It doesn’t matter what market you’re entering, whether it’s stocks, bonds, real estate, or futures; there will always be rules and regulations to consider. These guidelines keep things fair and consistent so that the economy stays strong.
The promise of making a small or large fortune in any market has always been alluring, but the volatility of these markets can create confusion and worry without proper guidance. Investors will do well to follow a few basic rules of investing:
Follow SEC Regulations
The U.S. Securities and Exchange Commission (SEC) was formed with three goals: “Protect investors. Maintain fair, orderly, and efficient markets. Facilitate capital formation.” It was formed after The Great Depression to prevent such a drastic crash from ever happening again.
The main idea is that companies that are selling any kind of securities to the public must be truthful about anything relating to their business, securities for sale, and any risks involved in investing.

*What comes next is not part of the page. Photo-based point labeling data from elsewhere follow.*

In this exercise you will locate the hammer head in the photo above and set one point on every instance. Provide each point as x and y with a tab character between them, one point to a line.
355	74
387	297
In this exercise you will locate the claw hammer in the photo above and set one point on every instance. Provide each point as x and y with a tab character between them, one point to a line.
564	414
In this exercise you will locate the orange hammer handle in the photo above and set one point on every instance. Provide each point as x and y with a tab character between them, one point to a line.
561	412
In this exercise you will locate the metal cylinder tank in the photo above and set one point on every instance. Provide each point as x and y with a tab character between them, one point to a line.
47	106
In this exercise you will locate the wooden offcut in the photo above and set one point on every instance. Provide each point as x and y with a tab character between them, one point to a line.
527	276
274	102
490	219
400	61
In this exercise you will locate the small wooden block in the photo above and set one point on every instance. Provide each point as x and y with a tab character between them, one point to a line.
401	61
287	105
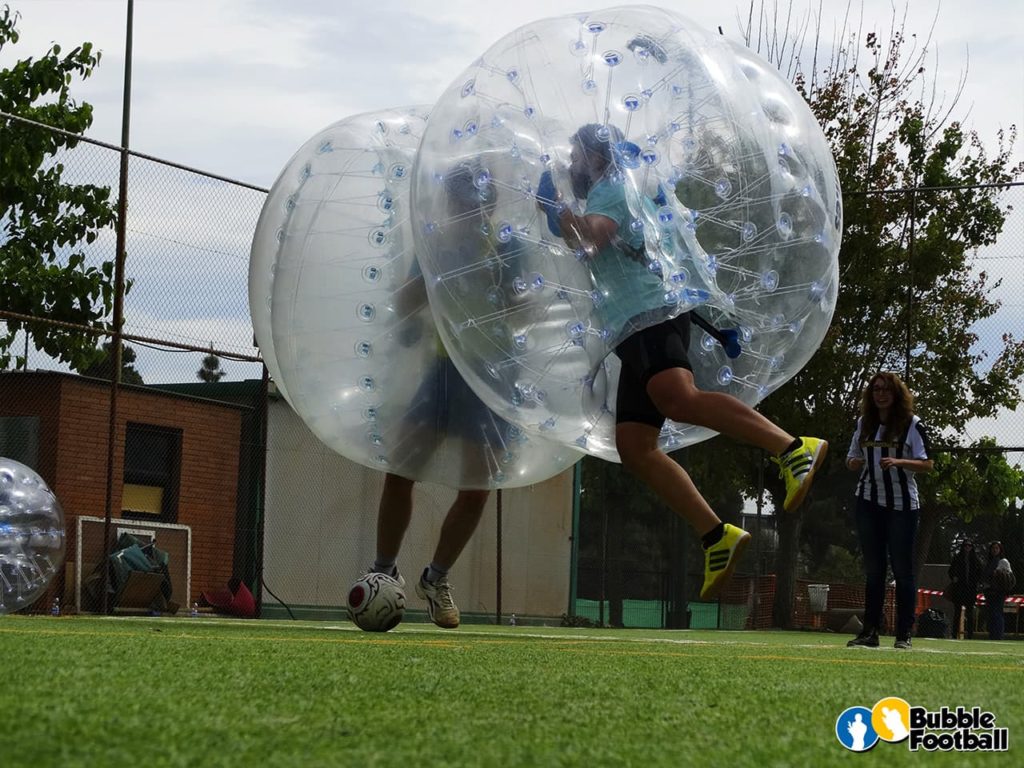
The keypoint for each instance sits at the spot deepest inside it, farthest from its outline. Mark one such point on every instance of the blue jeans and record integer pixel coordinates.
(888, 535)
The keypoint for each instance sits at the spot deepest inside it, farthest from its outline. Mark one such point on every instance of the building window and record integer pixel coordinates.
(153, 461)
(19, 439)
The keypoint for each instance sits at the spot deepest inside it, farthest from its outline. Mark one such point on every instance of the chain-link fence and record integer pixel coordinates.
(211, 465)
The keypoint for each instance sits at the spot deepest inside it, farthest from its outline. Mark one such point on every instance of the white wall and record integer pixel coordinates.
(320, 530)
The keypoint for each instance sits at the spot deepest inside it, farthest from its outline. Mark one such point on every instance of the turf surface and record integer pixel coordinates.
(210, 692)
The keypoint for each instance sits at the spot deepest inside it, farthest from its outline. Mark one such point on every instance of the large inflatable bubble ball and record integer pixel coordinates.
(32, 536)
(340, 310)
(718, 178)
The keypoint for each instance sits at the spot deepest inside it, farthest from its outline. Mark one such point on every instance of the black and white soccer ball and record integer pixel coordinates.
(376, 602)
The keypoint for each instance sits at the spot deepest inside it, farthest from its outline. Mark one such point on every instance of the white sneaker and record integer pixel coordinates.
(440, 606)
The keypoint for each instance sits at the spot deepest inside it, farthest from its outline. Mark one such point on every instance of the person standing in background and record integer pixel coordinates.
(889, 446)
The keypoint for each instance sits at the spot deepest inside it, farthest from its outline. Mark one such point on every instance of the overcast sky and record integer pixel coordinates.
(236, 86)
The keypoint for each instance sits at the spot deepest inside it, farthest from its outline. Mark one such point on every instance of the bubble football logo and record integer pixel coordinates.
(945, 729)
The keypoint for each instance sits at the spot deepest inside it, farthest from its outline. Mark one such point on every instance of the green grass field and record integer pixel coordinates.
(215, 692)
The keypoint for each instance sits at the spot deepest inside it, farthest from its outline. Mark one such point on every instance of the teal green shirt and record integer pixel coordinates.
(628, 287)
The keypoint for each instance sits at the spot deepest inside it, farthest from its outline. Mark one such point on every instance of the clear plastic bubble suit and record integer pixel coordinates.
(341, 315)
(732, 197)
(32, 536)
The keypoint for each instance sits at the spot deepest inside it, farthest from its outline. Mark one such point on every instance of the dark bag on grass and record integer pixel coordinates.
(932, 623)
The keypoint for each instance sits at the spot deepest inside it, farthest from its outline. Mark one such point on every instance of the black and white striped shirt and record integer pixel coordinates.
(895, 487)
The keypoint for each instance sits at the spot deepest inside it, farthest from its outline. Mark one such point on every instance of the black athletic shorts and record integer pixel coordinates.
(643, 354)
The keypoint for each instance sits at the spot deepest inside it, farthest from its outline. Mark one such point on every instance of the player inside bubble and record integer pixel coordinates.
(733, 211)
(352, 340)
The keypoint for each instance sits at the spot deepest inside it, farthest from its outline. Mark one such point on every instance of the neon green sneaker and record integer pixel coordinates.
(798, 468)
(721, 559)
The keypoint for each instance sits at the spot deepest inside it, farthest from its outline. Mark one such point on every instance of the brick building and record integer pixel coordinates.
(176, 466)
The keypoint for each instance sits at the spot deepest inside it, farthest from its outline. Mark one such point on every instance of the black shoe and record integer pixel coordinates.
(865, 640)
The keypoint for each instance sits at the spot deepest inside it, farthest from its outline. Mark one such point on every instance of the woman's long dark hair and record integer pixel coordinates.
(899, 415)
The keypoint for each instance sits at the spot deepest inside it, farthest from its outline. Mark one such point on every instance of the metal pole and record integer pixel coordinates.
(574, 537)
(498, 561)
(119, 297)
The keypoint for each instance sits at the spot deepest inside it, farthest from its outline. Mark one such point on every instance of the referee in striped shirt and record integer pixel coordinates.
(889, 448)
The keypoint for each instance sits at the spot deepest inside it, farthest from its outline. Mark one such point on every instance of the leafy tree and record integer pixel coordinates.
(102, 366)
(211, 371)
(910, 293)
(44, 220)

They must also treat anyone buying or trading securities fairly and honestly.
The SEC regulations come in a large document with plenty of details. Study the document carefully and/or discuss the rules with a financial advisor to avoid infringement.

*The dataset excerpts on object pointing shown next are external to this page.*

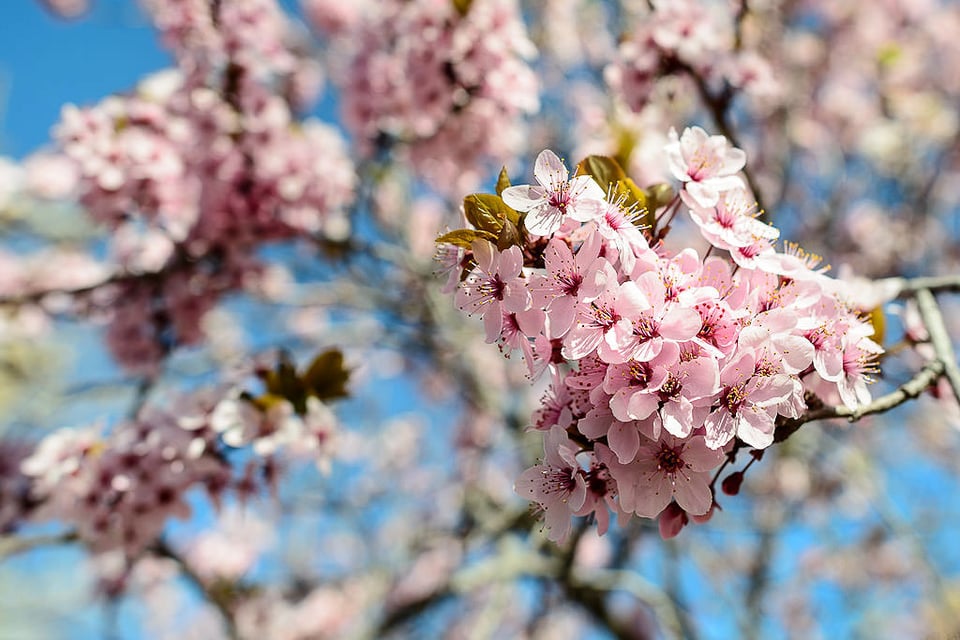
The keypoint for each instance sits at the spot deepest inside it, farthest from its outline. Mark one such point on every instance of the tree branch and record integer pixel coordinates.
(909, 390)
(163, 550)
(939, 338)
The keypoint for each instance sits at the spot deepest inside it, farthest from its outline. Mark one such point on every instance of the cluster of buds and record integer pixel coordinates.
(663, 363)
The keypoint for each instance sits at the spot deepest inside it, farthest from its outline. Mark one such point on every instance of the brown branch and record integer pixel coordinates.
(163, 550)
(11, 545)
(939, 338)
(909, 390)
(906, 287)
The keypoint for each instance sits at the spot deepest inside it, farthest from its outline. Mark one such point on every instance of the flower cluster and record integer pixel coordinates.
(688, 35)
(117, 489)
(662, 363)
(452, 84)
(199, 167)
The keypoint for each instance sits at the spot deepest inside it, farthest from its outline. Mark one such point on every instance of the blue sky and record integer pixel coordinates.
(46, 62)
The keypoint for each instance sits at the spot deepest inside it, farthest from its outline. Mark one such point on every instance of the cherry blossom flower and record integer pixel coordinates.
(666, 469)
(555, 197)
(707, 165)
(495, 287)
(732, 222)
(557, 484)
(570, 279)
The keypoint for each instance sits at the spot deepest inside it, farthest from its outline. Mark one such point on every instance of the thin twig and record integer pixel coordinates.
(939, 338)
(909, 390)
(164, 550)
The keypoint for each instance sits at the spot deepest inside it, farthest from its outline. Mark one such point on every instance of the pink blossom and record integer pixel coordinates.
(556, 197)
(731, 223)
(707, 165)
(570, 279)
(664, 470)
(747, 404)
(494, 287)
(557, 484)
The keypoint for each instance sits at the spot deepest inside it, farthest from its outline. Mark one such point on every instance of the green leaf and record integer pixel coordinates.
(465, 237)
(462, 6)
(326, 377)
(487, 211)
(503, 181)
(604, 169)
(283, 381)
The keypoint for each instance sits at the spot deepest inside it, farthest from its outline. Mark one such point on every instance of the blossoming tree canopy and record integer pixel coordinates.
(236, 392)
(663, 364)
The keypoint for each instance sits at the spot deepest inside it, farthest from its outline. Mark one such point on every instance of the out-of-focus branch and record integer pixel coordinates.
(905, 287)
(718, 104)
(939, 338)
(12, 545)
(163, 550)
(909, 390)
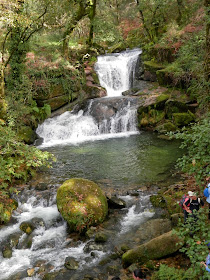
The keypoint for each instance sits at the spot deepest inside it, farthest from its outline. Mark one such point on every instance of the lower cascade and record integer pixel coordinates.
(114, 165)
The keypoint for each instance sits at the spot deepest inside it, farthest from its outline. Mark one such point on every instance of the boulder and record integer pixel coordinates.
(71, 263)
(81, 203)
(101, 237)
(27, 227)
(159, 247)
(181, 119)
(116, 203)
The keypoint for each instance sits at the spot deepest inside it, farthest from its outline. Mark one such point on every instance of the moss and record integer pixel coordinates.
(174, 106)
(160, 101)
(166, 127)
(152, 66)
(27, 227)
(26, 134)
(181, 119)
(81, 203)
(163, 77)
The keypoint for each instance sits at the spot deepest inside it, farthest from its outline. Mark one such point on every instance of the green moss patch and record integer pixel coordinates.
(81, 203)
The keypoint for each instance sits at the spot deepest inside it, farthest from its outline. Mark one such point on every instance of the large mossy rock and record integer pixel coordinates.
(159, 247)
(150, 69)
(81, 203)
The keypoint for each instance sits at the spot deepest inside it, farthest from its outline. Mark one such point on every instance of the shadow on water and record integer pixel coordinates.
(120, 162)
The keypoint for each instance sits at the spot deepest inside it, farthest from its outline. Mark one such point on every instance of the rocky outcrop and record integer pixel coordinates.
(163, 113)
(81, 203)
(159, 247)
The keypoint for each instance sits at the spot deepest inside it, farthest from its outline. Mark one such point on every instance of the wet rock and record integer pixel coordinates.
(101, 237)
(31, 272)
(152, 229)
(71, 263)
(38, 222)
(182, 119)
(27, 227)
(159, 247)
(90, 232)
(41, 186)
(113, 270)
(92, 246)
(26, 242)
(175, 218)
(158, 201)
(88, 277)
(7, 252)
(116, 203)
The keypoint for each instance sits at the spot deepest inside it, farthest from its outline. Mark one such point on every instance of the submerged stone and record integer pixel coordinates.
(71, 263)
(159, 247)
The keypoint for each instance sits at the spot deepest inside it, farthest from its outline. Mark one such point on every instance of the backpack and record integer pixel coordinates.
(206, 192)
(182, 201)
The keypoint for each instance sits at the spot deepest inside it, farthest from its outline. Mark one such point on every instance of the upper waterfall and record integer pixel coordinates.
(101, 119)
(117, 71)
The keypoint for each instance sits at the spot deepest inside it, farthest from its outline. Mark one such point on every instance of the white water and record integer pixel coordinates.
(116, 72)
(76, 128)
(50, 241)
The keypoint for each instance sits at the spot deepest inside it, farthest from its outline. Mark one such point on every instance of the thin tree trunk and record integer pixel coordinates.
(3, 105)
(207, 55)
(143, 21)
(71, 25)
(91, 17)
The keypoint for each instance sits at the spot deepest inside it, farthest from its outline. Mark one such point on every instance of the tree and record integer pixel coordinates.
(19, 21)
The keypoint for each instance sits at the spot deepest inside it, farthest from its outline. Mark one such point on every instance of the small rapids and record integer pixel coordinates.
(50, 243)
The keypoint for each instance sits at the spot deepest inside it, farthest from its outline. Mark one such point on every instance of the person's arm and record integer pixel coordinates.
(206, 266)
(185, 207)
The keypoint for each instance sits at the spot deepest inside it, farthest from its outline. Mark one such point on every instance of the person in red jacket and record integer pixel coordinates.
(192, 204)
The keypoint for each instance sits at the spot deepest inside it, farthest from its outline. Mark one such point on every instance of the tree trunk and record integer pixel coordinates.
(92, 14)
(3, 105)
(207, 55)
(143, 21)
(81, 12)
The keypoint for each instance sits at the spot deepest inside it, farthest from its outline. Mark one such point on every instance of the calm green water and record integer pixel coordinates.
(137, 159)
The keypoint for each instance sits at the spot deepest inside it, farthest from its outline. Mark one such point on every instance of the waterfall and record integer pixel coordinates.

As an investor, you also have an ethical responsibility to blow the whistle on any SEC fraud. Be sure that you have a strong tip and contact an SEC whistleblower attorney to help you report the fraud while protecting your personal interests. If the tip is good, you may be entitled to a reward.
Skip the Herd Mentality
It’s relatively common in investing to put your money in the same investments as others. You heard that your neighbor bought a lot of shares in X company, so you believe it’s logical to do the same. Sometimes, people flocking to buy stocks in a particular business in the early stages can lead to an excellent investment later on.
However, you should not make it a habit to invest in this fashion. Stocks can become overcrowded, leading to a minimal profit or even a loss. Additionally, as you were taught in grade school, just because the crowd is doing it doesn’t mean it’s wise.
One of the best investment rules to follow is to make educated decisions. Never make an investment without doing proper research first, even if you believe you’ll miss out if you take the time to do your homework. The stock market is volatile; your decisions should not be.
Don’t Time the Market
This is another rule that many people follow with little success in the long run. Some people boast that they timed the market and came out on top, but what they don’t tell you is that it was most likely a fluke. The world’s greatest investors, Warren Buffett included, don’t try to time the market because they know it’s futile.
“Nobody has ever done this successfully and consistently over multiple business or stock market cycles,” Anil Chopra, group CEO and Director of Bajaj Capital, told EconomicTimes. “Catching the tops and bottoms is a myth. It is so still today and will remain so in the future. In fact, in doing so, more people have lost far more money than people who have made money.”
You have better things to do with your time and energy, like researching options to make wise decisions on profitable investments.
There’s no better way to control your risk than diversification. “It’s the only investment concept that truly works for everyone,” writes Jim Cramer in his book “Real Money.” “If you can mix up enough different sectors in your portfolio, you can’t be hit by one of the myriad perfect storms that come our way far more often than you would think.”
Diversification simply means that you invest in multiple markets at once. You’ll want to start small to get your feet wet and let your profits build; then broaden your horizons to include more options.
That being said, don’t diversify too early. Understand the markets you’re entering so you can make informed decisions with each investment first. Otherwise, you’ll face more risk than you can control with diversification.
These rules may be simple and clear, but they’ll have the greatest effect on creating low-risk, profitable investments.